ARTS alive will broadcast episode five hundred and fifty on 14 January 2008. The episode, part of the regular summer series, is devoted to an extended interview with veteran Australian sculptor, Tom Bass.
Since the program first went to air in April 1997, ARTS alive had delivered quality arts and culture news and current affairs each week to a nation wide audience on the national Community Radio Network, and via The Aboriginal Program Exchange.
ARTS alive was the first Australian radio program to publish its spoken-word content on the Internet as an E-journal (ISSN 1329-7074)and the program can also be heard on the SBS digital radio service.
Over the years, ARTS alive has received a nomination in the Walkley Awards for journalism and won the Loud Award, for Best Radio Program in Regular Production, recognition that most of the program's contributors were under twenty-five. In 2004, ARTS alive received a citation from the Centre for Australian Cultural Studies in Canberra, in the Group Category, recongising that the program had made "An Outstanding Contribution to Australian Culture".
'We try to make sure there is something in each episode for the diversity of interests that make up our audience", says Vincent O'Donnell, the program executive producer and co-presenter. 'When the program was created in 1997 by a group of mostly students and post-grads at RMIT University, we said: what radio audience for arts is poorly served by existing programs? And the answer was obvious-outer suburban rural and regional listeners, people without super-specialist knowledge but with wide tastes.
Our audience looks to the arts as a source of entertainment, edification, and social networking... and sometime as a mirror to society or a way to right civil and social wrong. But mostly, the arts are uplifting, even when exploring the darks side of life, so we don't always take ourselves too seriously,' he said.

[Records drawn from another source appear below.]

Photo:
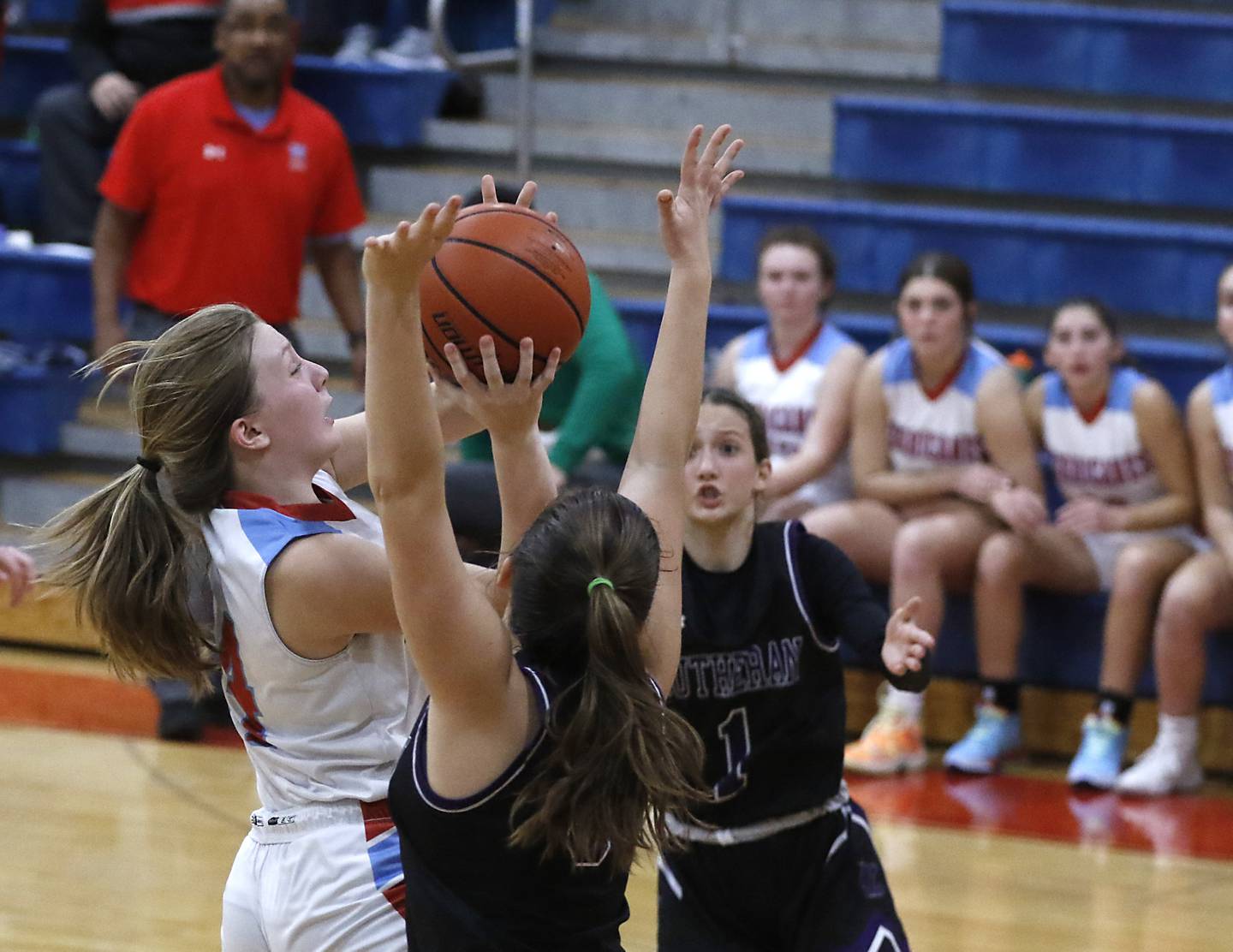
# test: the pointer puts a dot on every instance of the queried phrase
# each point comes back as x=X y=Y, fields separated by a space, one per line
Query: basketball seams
x=529 y=266
x=475 y=313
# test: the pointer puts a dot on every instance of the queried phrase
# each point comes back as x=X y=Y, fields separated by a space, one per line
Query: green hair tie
x=599 y=580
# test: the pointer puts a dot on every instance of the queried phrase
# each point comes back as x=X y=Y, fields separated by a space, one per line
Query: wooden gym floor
x=112 y=840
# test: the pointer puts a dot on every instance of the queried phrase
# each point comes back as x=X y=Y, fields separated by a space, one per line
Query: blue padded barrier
x=51 y=13
x=45 y=296
x=31 y=66
x=1179 y=366
x=1089 y=50
x=1017 y=258
x=1033 y=151
x=19 y=184
x=375 y=104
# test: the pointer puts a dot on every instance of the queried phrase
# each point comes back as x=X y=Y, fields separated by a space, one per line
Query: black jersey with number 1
x=761 y=677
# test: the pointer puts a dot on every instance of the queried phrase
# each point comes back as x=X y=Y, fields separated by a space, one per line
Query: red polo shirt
x=227 y=209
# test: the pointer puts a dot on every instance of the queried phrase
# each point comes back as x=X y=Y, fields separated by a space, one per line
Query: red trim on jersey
x=330 y=509
x=931 y=395
x=1090 y=417
x=783 y=366
x=233 y=667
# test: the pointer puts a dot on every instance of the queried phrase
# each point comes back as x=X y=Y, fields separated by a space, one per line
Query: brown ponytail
x=128 y=551
x=621 y=760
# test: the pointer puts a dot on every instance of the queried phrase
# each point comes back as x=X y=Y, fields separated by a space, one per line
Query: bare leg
x=1197 y=598
x=1141 y=574
x=1050 y=559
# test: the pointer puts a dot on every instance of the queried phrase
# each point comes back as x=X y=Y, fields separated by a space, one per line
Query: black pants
x=815 y=888
x=74 y=139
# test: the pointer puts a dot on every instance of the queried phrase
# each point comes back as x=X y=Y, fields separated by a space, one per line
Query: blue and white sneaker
x=992 y=739
x=1100 y=753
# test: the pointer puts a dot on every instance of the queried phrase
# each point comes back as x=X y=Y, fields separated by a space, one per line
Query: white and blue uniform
x=1221 y=388
x=926 y=431
x=324 y=738
x=1104 y=458
x=787 y=397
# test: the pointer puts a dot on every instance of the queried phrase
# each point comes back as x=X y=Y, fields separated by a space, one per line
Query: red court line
x=1184 y=825
x=75 y=702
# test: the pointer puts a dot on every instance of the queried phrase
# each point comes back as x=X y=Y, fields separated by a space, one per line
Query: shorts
x=1105 y=548
x=834 y=486
x=325 y=877
x=813 y=888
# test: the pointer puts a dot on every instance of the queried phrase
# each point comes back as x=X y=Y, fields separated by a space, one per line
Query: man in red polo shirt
x=217 y=181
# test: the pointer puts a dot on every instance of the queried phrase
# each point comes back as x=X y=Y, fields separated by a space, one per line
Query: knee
x=1140 y=571
x=1000 y=559
x=55 y=109
x=1184 y=610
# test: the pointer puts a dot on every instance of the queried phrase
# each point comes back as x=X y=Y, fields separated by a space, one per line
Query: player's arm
x=1215 y=491
x=841 y=599
x=724 y=374
x=872 y=471
x=1164 y=439
x=827 y=431
x=115 y=229
x=456 y=640
x=653 y=476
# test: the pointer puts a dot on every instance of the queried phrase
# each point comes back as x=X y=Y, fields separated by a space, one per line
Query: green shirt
x=596 y=396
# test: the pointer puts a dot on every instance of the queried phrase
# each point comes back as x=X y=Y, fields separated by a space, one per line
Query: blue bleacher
x=19 y=184
x=376 y=105
x=1093 y=50
x=1016 y=258
x=50 y=13
x=1033 y=151
x=1062 y=644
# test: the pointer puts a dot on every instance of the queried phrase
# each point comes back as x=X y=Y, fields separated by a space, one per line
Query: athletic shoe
x=1100 y=753
x=890 y=744
x=412 y=50
x=358 y=42
x=992 y=739
x=1160 y=770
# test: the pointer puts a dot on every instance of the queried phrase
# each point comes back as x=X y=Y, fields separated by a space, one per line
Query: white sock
x=1180 y=733
x=905 y=703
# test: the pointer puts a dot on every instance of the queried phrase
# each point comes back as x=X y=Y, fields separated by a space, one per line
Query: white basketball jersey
x=926 y=431
x=316 y=731
x=1221 y=388
x=1100 y=456
x=787 y=397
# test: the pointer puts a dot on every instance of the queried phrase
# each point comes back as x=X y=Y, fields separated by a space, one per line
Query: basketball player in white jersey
x=942 y=459
x=1199 y=597
x=237 y=443
x=799 y=370
x=1123 y=465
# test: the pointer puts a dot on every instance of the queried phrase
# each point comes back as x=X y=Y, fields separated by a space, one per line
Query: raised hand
x=394 y=262
x=907 y=644
x=704 y=181
x=504 y=409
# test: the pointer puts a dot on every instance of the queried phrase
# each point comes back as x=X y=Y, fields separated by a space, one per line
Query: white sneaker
x=358 y=42
x=1159 y=771
x=412 y=50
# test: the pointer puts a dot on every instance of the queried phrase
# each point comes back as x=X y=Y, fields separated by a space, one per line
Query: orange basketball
x=506 y=271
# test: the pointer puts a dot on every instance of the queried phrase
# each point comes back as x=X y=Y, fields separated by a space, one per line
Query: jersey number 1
x=735 y=734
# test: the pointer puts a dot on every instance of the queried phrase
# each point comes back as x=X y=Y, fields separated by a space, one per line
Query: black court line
x=478 y=316
x=529 y=266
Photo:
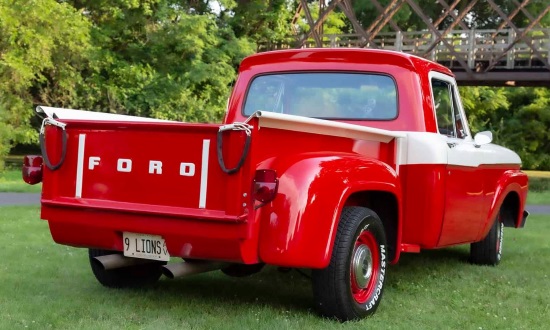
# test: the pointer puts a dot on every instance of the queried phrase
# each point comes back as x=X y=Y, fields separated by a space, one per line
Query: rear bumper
x=186 y=236
x=523 y=219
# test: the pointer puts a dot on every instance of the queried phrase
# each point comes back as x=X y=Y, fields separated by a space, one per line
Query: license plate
x=145 y=246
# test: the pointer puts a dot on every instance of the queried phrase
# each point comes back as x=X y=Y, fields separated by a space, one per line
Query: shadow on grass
x=292 y=291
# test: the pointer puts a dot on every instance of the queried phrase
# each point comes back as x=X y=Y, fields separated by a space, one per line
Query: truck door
x=463 y=214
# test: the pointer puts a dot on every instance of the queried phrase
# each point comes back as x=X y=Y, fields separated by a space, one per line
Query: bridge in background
x=505 y=56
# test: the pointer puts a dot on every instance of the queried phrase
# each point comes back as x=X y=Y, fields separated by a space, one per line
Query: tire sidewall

Over the decade some two hundred students of media studies and journalism, mostly from RMIT University, have contributed to ARTS alive. 'It's terrific looking around to see how many of those student are now in important roles in the print and electronic media', Vincent O'Donnell said, 'a prime time news reader in Perth, parliamentary and political reporters in Melbourne, several rural reporters and an ABC breakfast presenter on regional radio and many in print media, from hard news and investigative reporters to those working in the froth and bubble of street papers like MX', it's a great alumni.'
Vincent O'Donnell helped start the program in 1997 when a mature-aged post-graduate student in the School of Applied Communication at RMIT. He graduated in 2006 with both a Masters degree and a Doctorate. 'I was tagged executive producer by Fiona Parker, now ABC breakfast presenter in Western Victoria, because she wanted to put producer on her business card. Her drive and initiative is typical of the qualities the program fosters in it's contributors, and the real-world broadcasting credits helps their CVs stand out in the highly competitive media job market', Dr O'Donnell said.
RMIT is continuing its support for ARTS alive in 2008, but the program has declined to seek support from the Community Broadcasting Foundation that assisted its production with small cash grants in previous years. 'I feel it's a bit like Les Murray and the Australia Council: the CBF won't fund the program like its other news and current affairs programs so its time to look else where', Dr O'Donnell, said. The community radio sector has huge potential, especially now that rural and regional commercial stations have almost completely lost their local character. The opportunity for community radio to deliver quality local and national news and current affairs both in the arts and more broadly has never been greater an ARTS alive plans to be one program making both a local and national contribution to that'.